Lady Gaga's tribute to David Bowie: How did it go?(Read article summary)
At the 2016 Grammy Awards, Lady Gaga performed various songs by Bowie, including 'Space Oddity' and 'Heroes.' The singer has spoken in the past of how Bowie influenced her career.
Lady Gaga took the Grammys stage at the 2016 ceremony to perform a tribute to singer David Bowie.
Gaga’s performance included the songs “Space Oddity,” “Changes,” and “Heroes.” In addition, technology was used that allowed Gaga to imitate the makeup worn by Bowie on the cover of the album “Aladdin Sane” and project images such as an astronaut behind her, among other feats.
The singer has received mostly positive reviews for her tribute to the “Ziggy Stardust” singer.
Rolling Stone writer Brittany Spanos called the performance “astonishing,” while Boston Globe writer Ty Burr wrote that the segment was “gimmicky but heartfelt… it reminded viewers/listeners of why Bowie’s music will continue to resonate for a long time to come.” Time writer Nolan Feeney wrote, “There was perhaps no better modern pop star to pay tribute to David Bowie than Lady Gaga, as her performance at the 2016 Grammys proved.”
However, not everyone enjoyed the segment, with Jessica Gelt of the Los Angeles Times calling it “heartfelt but rushed… The result felt more like Las Vegas dinner theater revue than a solemn yet joyful shout-out to one of rock's biggest icons.”

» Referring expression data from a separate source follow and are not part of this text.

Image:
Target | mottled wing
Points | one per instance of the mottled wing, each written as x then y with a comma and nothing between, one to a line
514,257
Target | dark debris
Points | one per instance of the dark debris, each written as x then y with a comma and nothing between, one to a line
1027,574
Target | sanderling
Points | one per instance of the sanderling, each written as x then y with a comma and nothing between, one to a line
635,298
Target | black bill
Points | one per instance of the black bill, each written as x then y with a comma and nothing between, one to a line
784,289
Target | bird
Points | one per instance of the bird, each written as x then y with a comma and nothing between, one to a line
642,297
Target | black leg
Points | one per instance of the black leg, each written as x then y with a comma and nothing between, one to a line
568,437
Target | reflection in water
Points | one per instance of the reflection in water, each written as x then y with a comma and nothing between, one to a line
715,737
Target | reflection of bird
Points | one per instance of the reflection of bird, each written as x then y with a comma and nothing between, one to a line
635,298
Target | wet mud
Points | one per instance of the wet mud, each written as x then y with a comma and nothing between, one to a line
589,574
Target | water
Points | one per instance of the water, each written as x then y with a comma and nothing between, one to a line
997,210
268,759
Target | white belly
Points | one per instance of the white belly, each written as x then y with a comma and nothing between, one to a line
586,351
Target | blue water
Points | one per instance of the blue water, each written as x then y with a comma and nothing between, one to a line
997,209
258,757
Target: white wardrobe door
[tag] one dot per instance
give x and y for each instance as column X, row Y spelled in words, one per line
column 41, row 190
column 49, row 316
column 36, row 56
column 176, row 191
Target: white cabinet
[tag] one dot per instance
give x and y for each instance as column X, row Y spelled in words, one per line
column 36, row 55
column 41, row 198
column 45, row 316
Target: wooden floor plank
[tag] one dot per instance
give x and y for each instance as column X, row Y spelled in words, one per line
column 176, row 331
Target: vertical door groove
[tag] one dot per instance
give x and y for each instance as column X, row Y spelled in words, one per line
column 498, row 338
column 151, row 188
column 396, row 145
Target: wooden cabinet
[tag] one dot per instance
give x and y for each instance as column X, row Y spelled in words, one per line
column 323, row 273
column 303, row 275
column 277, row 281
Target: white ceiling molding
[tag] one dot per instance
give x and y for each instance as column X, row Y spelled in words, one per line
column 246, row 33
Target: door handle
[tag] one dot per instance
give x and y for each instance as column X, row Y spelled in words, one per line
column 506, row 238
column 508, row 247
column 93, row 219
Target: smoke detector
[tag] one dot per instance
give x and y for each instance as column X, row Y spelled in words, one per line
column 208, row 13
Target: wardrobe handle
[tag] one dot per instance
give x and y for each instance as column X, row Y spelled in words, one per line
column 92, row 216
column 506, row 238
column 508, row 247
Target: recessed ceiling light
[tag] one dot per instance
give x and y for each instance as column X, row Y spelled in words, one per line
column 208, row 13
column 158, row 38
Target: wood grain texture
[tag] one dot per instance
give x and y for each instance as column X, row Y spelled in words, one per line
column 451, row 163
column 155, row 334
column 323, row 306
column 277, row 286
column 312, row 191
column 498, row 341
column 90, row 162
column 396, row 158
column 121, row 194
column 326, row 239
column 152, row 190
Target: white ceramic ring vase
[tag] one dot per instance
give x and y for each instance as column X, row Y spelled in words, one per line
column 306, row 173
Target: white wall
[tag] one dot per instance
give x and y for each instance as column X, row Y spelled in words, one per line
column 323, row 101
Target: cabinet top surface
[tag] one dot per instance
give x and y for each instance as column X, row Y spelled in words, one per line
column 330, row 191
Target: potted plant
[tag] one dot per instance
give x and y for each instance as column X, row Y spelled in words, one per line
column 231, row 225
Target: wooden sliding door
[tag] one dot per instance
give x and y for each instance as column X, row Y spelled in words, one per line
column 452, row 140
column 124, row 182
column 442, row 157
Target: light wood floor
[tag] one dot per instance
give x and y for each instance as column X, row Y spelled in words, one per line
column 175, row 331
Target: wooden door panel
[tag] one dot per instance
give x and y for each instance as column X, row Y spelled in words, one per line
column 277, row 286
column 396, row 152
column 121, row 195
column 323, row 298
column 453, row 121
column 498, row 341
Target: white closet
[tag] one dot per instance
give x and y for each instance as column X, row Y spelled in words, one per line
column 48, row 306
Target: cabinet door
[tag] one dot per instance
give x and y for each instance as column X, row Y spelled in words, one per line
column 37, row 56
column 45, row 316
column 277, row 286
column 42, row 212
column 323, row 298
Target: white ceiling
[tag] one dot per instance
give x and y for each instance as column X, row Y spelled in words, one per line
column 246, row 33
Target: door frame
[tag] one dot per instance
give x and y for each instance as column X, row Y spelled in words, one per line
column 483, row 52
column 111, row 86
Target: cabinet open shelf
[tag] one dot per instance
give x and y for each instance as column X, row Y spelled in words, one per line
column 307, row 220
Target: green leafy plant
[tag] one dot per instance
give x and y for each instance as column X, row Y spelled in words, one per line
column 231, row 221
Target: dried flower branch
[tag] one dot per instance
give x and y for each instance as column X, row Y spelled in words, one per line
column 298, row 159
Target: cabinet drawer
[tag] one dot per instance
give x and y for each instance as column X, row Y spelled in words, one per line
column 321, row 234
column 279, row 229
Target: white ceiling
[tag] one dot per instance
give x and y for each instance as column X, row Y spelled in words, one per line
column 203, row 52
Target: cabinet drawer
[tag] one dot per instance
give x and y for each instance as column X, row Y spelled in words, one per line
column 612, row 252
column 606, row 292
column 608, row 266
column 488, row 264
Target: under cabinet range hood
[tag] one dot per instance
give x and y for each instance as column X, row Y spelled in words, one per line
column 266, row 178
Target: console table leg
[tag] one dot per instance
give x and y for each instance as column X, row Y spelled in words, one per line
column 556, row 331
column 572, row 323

Many writers have discussed Bowie’s continuing influence on the music industry, including Burr, who wrote, “The pop star who made a career plan out of the ongoing shedding of his celebrity skin has many, many heirs… The singer born David Jones took his cues from various sources – Warhol and Dylan, mostly – and gave them a series of fresh twists... One of those twists was conscious theatricality… Another strand, less talked about but just as influential, was Bowie’s ambition… There’s a third aspect of Bowie’s legacy, too: vulnerability.”
Artists at the Grammys ceremony honored other musicians as well, including the recently deceased Glenn Frey of the Eagles, Maurice White of Earth, Wind & Fire, and B.B. King. Lionel Richie was also present for a segment honoring his music.
Guardian writer Angus Batey wrote of the effect White's group Earth, Wind & Fire had on music, "[They were] the biggest funk band of all time... While the singles stressed their pop side, the albums revealed a band of superlative jazz players, capable of switching from folk to doo-wop to Latin, and who couched everything in the argot of funk. It's little wonder they influenced other musicians: there can't have been many bands who ever truly enjoyed EWF's level of creative freedom."